According to the researchers, hypothesis ciliopathy is associated with oxidant stress that smoking deposits on airway epithelium cells and smoking-induced COPD is linked to a changed metabolism in lung tissue and serum. They believe that profiling metabolites in COPD patients’ biofluids will offer a better understanding of the underlying molecular mechanisms of developing ciliopathy as well as COPD’s pathogenics.

Dr. Crystal says: “A biomarker for COPD would be useful to identify smokers that will develop COPD. Success of this study would be a major step in developing new approaches for the screening and treatment of COPD patients.”

For their new research project, the team will for the first time use metabolomics to broadly identify, examine and profile abnormal variations in cell metabolism and metabolites for COPD in the airway of epithelial lung cells. They will examine thousands of small molecules, measuring changes in metabolite expression by using the most advanced technology based on mass spectrometry to help in global metabolite profiling COPD patients’ lung serum and tissue samples. Cell metabolism is various chemical reactions that occur within the cell, whilst metabolites are their small molecule products, which are involved all aspects of cellular function.

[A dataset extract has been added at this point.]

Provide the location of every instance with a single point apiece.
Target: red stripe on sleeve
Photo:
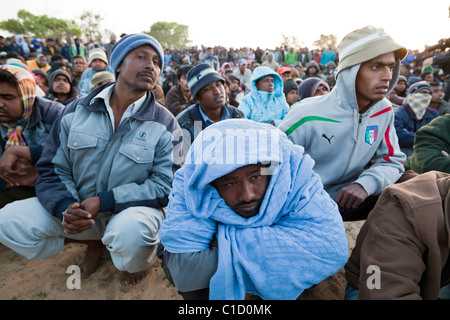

Dr. Gross states: “The use of metabolomics is a powerful new approach to discover how airway epithelial cells are disturbed by smoking and how this may lead to COPD. Global metabolite profiling represents an untapped route for defining which biochemical pathways are specifically altered in smokers with COPD.”

The researchers will also combine metabolic profiling with in vitro studies of human subjects and murine airway epithelium. In the study they will analyze serum, lung epithelial lining fluid and airway epithelium samples from human research subjects, as well as an extensive cohort of banked human clinical trial samples and compare these to different types of populations, including smokers, non-smokers, smokers with and without COPD smokers and smokers with COPD who stopped smoking.